= Ichia Technologies =

Ichia Technologies Inc is a Taiwanese technology manufacturing company specializing in printed circuit boards (PCBs).

== History ==
In 2014 Ichia primarily produced keypads for cell phones as well as other printed circuit board products. At the time the company was based in Linkou District, New Taipei City. Their largest client was BlackBerry with other significant clients including Nokia, Alcatel-Lucent and Sony.

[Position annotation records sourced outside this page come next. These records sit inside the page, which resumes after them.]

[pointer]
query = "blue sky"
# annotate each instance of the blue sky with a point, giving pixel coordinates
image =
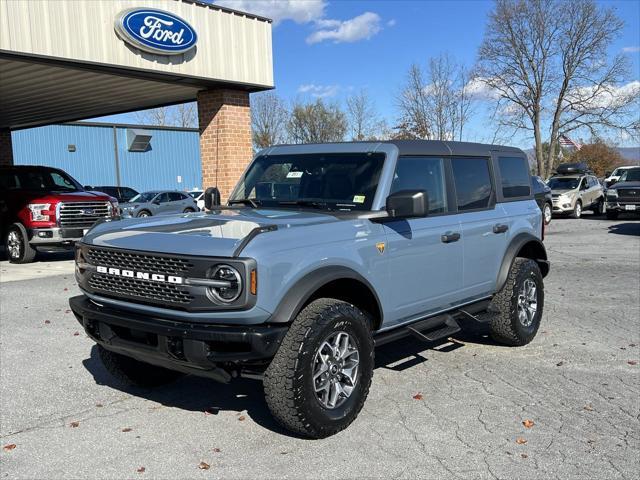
(331, 48)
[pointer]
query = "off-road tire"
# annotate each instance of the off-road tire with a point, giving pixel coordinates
(505, 325)
(26, 253)
(133, 372)
(577, 210)
(288, 383)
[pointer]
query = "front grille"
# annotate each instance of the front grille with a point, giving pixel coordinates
(82, 214)
(147, 291)
(139, 262)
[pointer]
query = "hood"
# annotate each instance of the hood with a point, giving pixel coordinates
(217, 233)
(616, 186)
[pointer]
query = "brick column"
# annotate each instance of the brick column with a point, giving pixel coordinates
(225, 137)
(6, 149)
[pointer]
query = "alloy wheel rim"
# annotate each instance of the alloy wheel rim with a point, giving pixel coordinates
(14, 244)
(527, 302)
(335, 369)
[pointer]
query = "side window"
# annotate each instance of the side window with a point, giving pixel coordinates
(422, 173)
(515, 177)
(473, 182)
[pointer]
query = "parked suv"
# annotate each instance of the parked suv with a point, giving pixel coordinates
(159, 203)
(44, 208)
(575, 189)
(624, 195)
(327, 251)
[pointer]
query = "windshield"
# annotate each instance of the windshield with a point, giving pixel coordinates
(143, 197)
(336, 181)
(38, 179)
(563, 183)
(631, 175)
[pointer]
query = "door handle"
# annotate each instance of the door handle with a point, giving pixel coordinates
(450, 237)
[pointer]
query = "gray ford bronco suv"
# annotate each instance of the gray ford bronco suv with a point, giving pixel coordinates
(322, 253)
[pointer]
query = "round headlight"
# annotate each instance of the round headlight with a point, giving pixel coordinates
(226, 273)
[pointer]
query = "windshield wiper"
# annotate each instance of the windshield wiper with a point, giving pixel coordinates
(306, 203)
(245, 201)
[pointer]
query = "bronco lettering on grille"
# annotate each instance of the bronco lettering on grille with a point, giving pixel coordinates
(156, 277)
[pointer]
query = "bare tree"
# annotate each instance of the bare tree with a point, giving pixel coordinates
(316, 122)
(364, 122)
(547, 60)
(269, 117)
(436, 105)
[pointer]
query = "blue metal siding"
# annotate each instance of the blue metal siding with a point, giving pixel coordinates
(173, 153)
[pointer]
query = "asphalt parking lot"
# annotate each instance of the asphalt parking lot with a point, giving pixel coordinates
(434, 411)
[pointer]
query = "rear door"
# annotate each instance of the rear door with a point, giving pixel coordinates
(425, 268)
(484, 225)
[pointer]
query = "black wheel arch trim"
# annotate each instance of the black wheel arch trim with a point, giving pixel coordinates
(514, 248)
(298, 295)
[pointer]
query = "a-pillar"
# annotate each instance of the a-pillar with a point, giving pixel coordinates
(224, 120)
(6, 149)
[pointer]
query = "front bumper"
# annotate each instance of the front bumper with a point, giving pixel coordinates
(202, 349)
(55, 236)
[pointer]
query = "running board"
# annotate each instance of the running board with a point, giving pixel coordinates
(433, 328)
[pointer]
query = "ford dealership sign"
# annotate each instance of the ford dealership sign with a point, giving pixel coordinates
(156, 31)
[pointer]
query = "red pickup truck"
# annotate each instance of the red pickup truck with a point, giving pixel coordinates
(45, 209)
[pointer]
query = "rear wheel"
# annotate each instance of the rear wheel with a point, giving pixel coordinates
(519, 304)
(577, 210)
(133, 372)
(319, 379)
(547, 213)
(16, 244)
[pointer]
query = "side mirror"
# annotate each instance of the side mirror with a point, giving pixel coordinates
(408, 204)
(211, 198)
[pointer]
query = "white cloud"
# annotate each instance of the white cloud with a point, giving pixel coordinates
(358, 28)
(279, 10)
(319, 91)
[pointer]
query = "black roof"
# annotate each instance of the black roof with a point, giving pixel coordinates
(438, 147)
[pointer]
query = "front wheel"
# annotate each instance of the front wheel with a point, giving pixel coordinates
(577, 210)
(16, 244)
(547, 214)
(519, 304)
(319, 379)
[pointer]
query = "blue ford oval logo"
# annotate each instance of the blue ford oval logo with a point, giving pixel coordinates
(156, 31)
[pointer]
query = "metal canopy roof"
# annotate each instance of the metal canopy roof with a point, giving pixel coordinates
(37, 92)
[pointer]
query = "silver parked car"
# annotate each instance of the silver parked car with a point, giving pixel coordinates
(147, 204)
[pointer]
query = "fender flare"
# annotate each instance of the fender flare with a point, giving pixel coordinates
(298, 295)
(520, 240)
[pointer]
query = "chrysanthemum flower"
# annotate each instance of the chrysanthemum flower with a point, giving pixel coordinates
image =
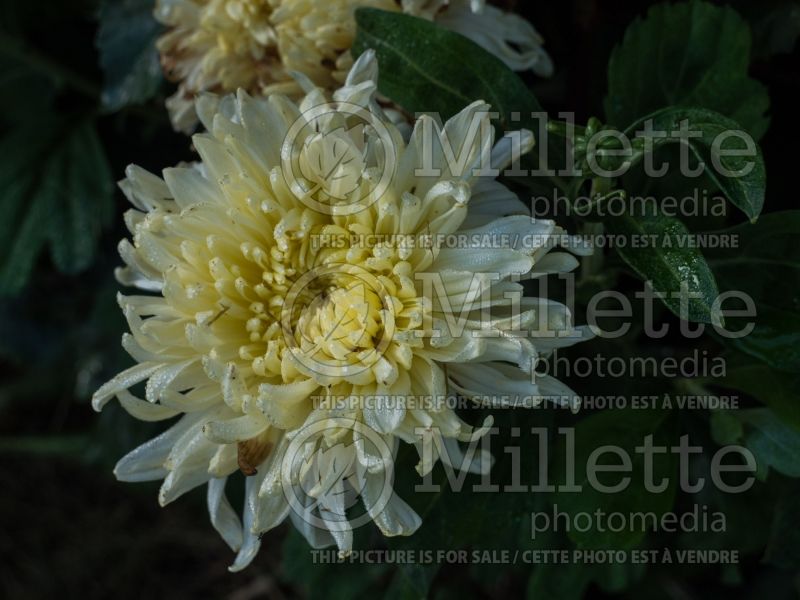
(289, 324)
(223, 45)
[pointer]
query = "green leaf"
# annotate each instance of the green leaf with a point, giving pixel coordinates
(774, 389)
(55, 187)
(668, 260)
(559, 582)
(726, 429)
(745, 183)
(766, 266)
(691, 53)
(625, 429)
(773, 443)
(128, 56)
(426, 68)
(783, 548)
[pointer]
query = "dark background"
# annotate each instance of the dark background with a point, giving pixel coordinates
(67, 528)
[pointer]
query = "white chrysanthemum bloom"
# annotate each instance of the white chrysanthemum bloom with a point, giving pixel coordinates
(256, 45)
(302, 363)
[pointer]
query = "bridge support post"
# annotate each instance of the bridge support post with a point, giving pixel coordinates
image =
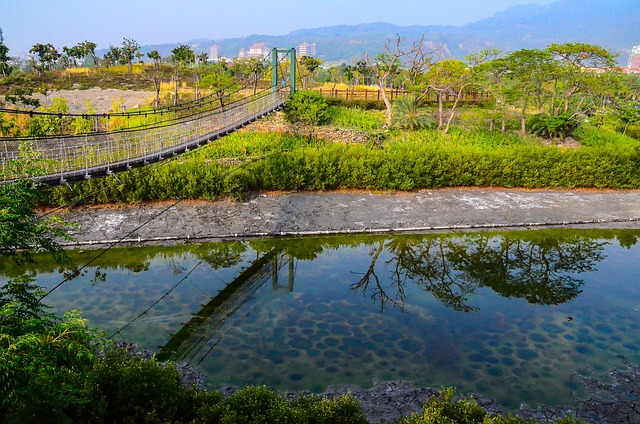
(274, 69)
(292, 83)
(274, 72)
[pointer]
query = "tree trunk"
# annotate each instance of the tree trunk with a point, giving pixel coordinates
(387, 103)
(453, 108)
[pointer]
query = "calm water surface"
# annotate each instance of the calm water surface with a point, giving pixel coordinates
(512, 315)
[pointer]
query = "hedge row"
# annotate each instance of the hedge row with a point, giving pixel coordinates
(401, 165)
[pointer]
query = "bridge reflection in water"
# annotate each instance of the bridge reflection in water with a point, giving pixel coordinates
(203, 330)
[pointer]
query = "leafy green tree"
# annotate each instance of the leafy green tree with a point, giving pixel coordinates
(307, 107)
(530, 72)
(220, 80)
(128, 51)
(42, 125)
(448, 76)
(308, 65)
(157, 80)
(181, 57)
(74, 53)
(112, 56)
(82, 125)
(5, 68)
(410, 112)
(89, 49)
(628, 113)
(492, 77)
(575, 71)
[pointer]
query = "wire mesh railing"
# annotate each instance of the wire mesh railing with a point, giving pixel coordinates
(70, 158)
(161, 134)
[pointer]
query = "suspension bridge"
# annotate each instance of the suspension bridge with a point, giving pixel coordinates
(161, 133)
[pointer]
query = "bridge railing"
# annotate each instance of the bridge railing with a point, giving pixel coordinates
(70, 158)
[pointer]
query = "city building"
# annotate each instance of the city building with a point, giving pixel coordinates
(306, 49)
(214, 53)
(258, 50)
(634, 59)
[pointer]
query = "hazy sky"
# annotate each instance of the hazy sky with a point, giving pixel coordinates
(67, 22)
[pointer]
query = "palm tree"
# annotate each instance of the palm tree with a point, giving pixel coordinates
(410, 112)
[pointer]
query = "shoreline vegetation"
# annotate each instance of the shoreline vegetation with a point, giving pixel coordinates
(550, 123)
(283, 160)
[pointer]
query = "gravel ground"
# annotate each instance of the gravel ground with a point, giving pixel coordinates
(302, 213)
(101, 99)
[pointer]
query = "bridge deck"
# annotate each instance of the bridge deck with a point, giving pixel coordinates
(75, 158)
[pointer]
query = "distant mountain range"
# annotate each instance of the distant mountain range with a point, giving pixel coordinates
(614, 24)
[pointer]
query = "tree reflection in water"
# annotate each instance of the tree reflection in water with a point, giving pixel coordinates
(541, 268)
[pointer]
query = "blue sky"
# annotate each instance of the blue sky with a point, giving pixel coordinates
(67, 22)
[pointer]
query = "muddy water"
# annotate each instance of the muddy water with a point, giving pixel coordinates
(512, 315)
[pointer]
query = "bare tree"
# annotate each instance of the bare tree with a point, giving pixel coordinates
(387, 64)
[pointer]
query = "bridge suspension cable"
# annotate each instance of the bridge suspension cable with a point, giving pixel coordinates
(70, 158)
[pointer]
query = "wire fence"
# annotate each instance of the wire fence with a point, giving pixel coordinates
(374, 94)
(71, 158)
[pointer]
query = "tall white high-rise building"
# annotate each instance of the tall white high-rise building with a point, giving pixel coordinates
(214, 53)
(306, 49)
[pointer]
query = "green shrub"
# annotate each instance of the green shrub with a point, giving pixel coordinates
(365, 120)
(548, 126)
(307, 107)
(339, 410)
(238, 183)
(136, 390)
(410, 113)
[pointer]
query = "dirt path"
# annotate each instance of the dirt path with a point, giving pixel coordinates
(101, 99)
(303, 213)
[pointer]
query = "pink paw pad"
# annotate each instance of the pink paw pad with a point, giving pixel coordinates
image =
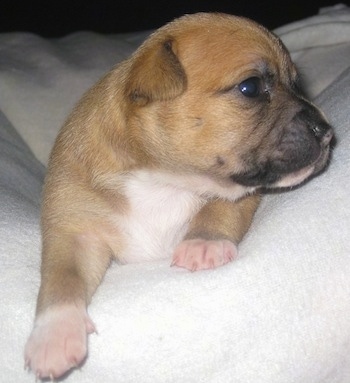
(58, 341)
(200, 254)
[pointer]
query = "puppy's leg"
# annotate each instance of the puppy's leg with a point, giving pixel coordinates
(214, 234)
(72, 268)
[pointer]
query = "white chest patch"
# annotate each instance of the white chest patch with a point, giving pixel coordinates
(158, 217)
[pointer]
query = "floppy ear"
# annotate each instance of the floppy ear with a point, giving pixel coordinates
(156, 75)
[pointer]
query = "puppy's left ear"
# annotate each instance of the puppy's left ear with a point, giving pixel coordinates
(156, 75)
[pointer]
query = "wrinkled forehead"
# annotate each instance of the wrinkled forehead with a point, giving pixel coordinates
(231, 52)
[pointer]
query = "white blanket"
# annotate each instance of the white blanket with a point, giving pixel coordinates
(278, 314)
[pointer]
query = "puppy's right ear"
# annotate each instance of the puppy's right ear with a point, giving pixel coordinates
(156, 75)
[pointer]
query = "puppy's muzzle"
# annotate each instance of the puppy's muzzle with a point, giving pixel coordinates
(303, 142)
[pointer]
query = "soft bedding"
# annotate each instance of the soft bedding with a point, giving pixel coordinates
(278, 314)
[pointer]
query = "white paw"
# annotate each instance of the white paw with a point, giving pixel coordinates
(58, 341)
(200, 254)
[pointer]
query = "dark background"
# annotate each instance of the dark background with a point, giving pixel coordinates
(58, 18)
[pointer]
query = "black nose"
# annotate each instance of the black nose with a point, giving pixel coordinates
(317, 124)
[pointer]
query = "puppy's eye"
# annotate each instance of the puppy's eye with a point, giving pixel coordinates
(251, 87)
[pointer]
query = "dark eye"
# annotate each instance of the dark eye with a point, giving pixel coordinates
(251, 87)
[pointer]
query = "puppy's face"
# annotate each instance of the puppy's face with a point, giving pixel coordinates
(219, 95)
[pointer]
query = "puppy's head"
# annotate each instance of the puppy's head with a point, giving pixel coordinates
(218, 95)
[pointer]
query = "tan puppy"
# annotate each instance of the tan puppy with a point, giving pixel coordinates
(161, 159)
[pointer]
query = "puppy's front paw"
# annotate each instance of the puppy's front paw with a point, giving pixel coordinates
(58, 341)
(200, 254)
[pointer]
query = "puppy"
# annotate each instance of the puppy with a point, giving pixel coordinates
(165, 157)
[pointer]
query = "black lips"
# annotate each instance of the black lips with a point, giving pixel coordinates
(304, 140)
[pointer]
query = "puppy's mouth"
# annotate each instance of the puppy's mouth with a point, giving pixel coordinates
(270, 175)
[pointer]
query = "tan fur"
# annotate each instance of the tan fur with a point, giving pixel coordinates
(172, 110)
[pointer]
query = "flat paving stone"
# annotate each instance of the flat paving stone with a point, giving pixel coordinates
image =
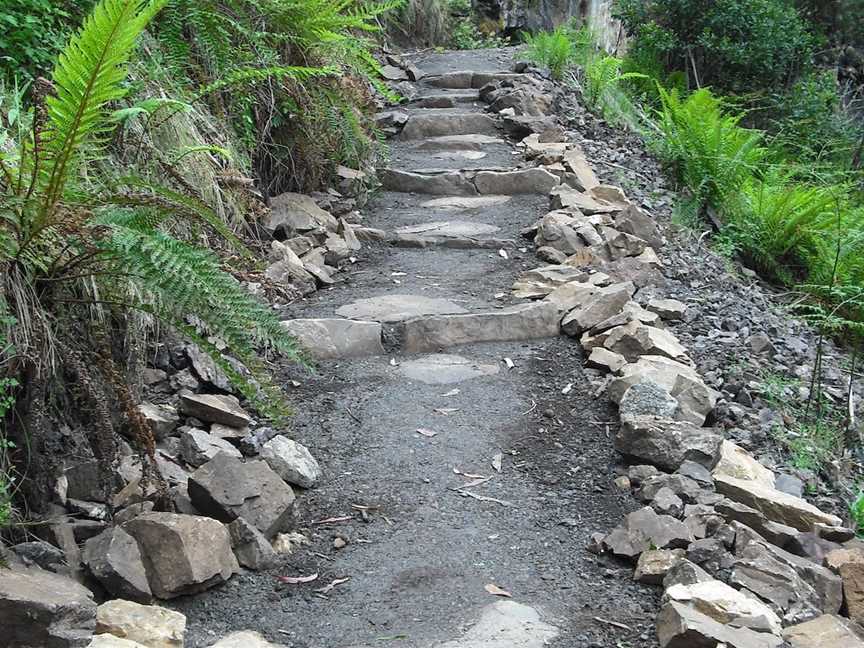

Ichia produced the distinctive QWERTY keypads used on BlackBerry phones.

In 2018 an Ichia plant in Jiangsu, China was accused of discharging wastewater contaminated with copper into a local river. The factory was part of Xiaomi's supply chain and the accusation was one of a number of envirmental complaints made against factories in Xiaomi's supply chain. Later in 2018 Ichia was fined for improperly disposing of industrial wastewater at a Suzhou, China factory following a full shutdown of the factory by local authorities. The disruption at the factory resulted in Ichia's revenue falling 10% temporarily.

In 2023 70% of Ichia's revenue came from automobile components.

Ichia has received orders from the makers of humanoid robots.

In 2025 the company struck a new relationship with Nintendo as part of an effort to diversify beyond automobile components.

In 2025 Ichia opened a new plant in Malaysia with a focus on producing PCBs for drones and other robots. This includes specialized flexible circuit modules.